Membaca Hasil Quick Count Pilkada DKI 2017
Oleh: Ubedilah Badrun*
Pasca jadwal pemilihan usai pada pukul 13.00, sejumlah lembaga survei langsung mengumumkan hasil quick count-nya masing-masing di sejumlah media televisi dan sejumlah media online.
Seketika itu juga publik disuguhkan dengan angka-angka yang fluktuatif dan pada sebagian masyarakat cukup mendebarkan bahkan sudah mulai ada yang sedikit euphoria, merayakan kemenangan.
Masyarakat perlu diberikan pandangan jernih bahwa quick count adalah salah satu instrumen untuk mengetahui hasil pemilu secara cepat dengan mengambil sampel di tempat pemungutan suara (TPS).
Oleh karena itu quick count bukan hasil sebenarnya, ia hanya berasal dari ratusan sampel TPS dari ribuan TPS. Seringkali lembaga survei di Jakarta mengambil sampel antara 400 sampai 600′-an TPS dari 13.000 lebih TPS di Jakarta.
Quick count bisa mendekati hasil sebenarnya jika tehnik samplingnya memegang teguh prinsip-prinsip metodelogi ilmiah. Misalnya mempertimbangkan beberapa hal diantaranya mempertimbangkan.
Pertama, karakteristik keragaman pemilih di TPS. Kedua, banyaknya jumlah TPS yang diambil sebagai sampel. Ketiga, rendahnya margin of error.

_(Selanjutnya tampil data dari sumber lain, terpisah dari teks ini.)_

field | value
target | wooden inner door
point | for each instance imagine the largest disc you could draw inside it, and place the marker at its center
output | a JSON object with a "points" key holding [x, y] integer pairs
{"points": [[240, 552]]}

Berdasarkan hasil quick count hingga pukul 15.40 WIB dengan data suara masuk hampir 60 persen dari lima lembaga survei rata-rata perolehan suara masing-masing sebagai berikut : Agus-Sylvi 18,5%, Ahok-Jarot 41%, Anies-Sandi 40,5%.
Angka ini masih akan terus berubah secara fluktuatif sampai data sampel diterima pusat data 100%. Angka perolehan kemungkinan akan stabil jika sampel TPS sudah masuk 85% sampai 90%. Oleh karenanya hasil quick count adalah data sementara dan relatif karena berasal dari data sampel.
Dengan mencermati perkembangan data quick count tersebut maka hampir dipastikan pilkada DKI Jakarta 2017 akan berlangsung dua putaran karena diantara tiga pasang cagub-cawagub tidak ada yang mendapat suara 50% lebih.
Jika berlangsung dua putaran maka kemungkinan besar pada putaran kedua ada sekitar 75% dari perolehan suara Agus-Sylvi akan migrasi ke Anies-Sandi. Faktornya karena calon nomor 1 sering berhadap-hadapan secara diametral dengan cagub nomor 2, sementara dengan cagub nomor 3 hampir tidak ada saling serang.
Faktor lainya adalah secara sosiologis politik, kultur politik pemilih Agus-Sylvi lebih dekat dengan kultur politik pemilih Anies-Sandi. Jika ini yang terjadi maka pasangan Anies-Sandi kemungkinan memenangkan pilkada DKI 2017.
Apalagi jika pada pilkada 15 Februari ini hasil perhitungan KPU justru yang menang Anies-Sandi, karena perbedaan hasil quick count sangat tipis. Pasangan Ahok-Jarot nampaknya harus berfikir keras untuk memenangkan pilkada DKI 2017 atau akan berakhir dengan kekalahan tragis.